Created On 12. Apr 2021
Updated: 2021-06-06 01:51:25.295591000 +0000
Created By: acidghost
The assembly language is one of the most ancient and insane languages that our computers have to deal with. Actually, it is the only language the our machines understand. Each architecture addresses the memory in different ways, and assembly is one of those things that is not portable between architectures. In high level languages, there is a great perk that functions and most lines of code can be expressed in few human words and be easily configured (by including libraries etc.) to be transferred to run on any other machine. With assembly things are different. To make something out of the assembly languages, it is needed to grasp the fundamentals and a lot of practice. With little knowledge the limit will be hit very fast and alas for all who gave up early, Stackoverflow will be of no use here.
I will be mostly covering ways to address memory in the x86-x64 CPU family, in the long mode memory model. In IA-32 the memory model is known as protected mode flat model. There are more differences between these two including that in the 64-bit long mode the registers have been extended to a 64 bit width and they are renamed with an R as for example ESP to RSP. In our days everything shifting towards the long mode, however it is important and will also add up a lot of knowledge knowing some of the addressing highlights in the pre-historical real mode flat model, that 8008 with internal 8-bit in size registers still ran on and real mode segmented model that were in 8086 and 8088 with 16-bit registers. For reference, 32 bits can address 4 gigabytes of memory while with 64 this goes up to 16 exabytes, which is a billion gigabytes or 2^60 bytes. The long mode is like an overdose of mana for modern devs, however it is still the same protected mode flat model, with some other differences as how Linux handles system calls. This is why knowing protected mode flat model is also useful for advancing in long mode.
When writing code that will be executed by the CPU, the only thing it is concerned about, are the binary encoded instructions. It does not matter in which languages these are written, as the CPU will interpret in its core everything in assembly. The most appropriate language in which the assembly language can be expressed is C. This is one of the reasons why all of the major operating systems are written in C and C++.

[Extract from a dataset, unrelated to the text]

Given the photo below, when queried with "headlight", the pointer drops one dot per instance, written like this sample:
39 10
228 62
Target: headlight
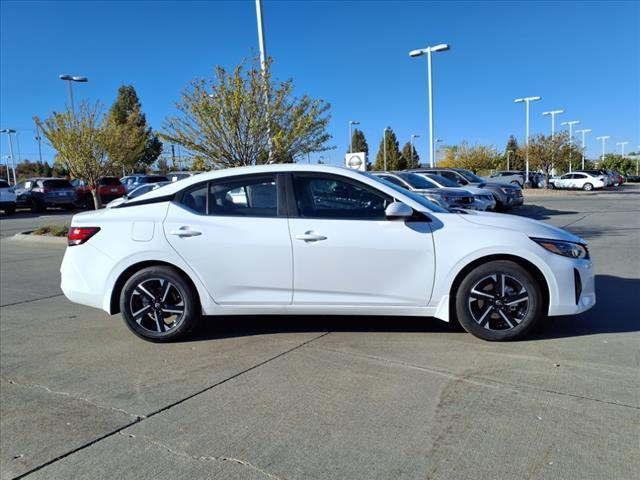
566 249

In the ancient times when our ancestors where still sending rockets to moon with 2KBs of memory (literally!), the 8008 didn't exist yet. When the 8008 came, the registers were known as
a, c, d, b, e, h, l
followed by the next generation of
ax, cx, dx, bx, sp, si, di.
Later with the x86 architecture they expanded further
eax, ecx, edx, ebx, esp, ebp, esi, edi
and nowadays, with amd64 we became greatly overpowered with
rax, rcx, rdx, rbx, rsp, rbp, rsi, rdi, r8, r9, r10, r11, r12, r13, r14, r15
There are also other registers that were added in various multimedia extensions.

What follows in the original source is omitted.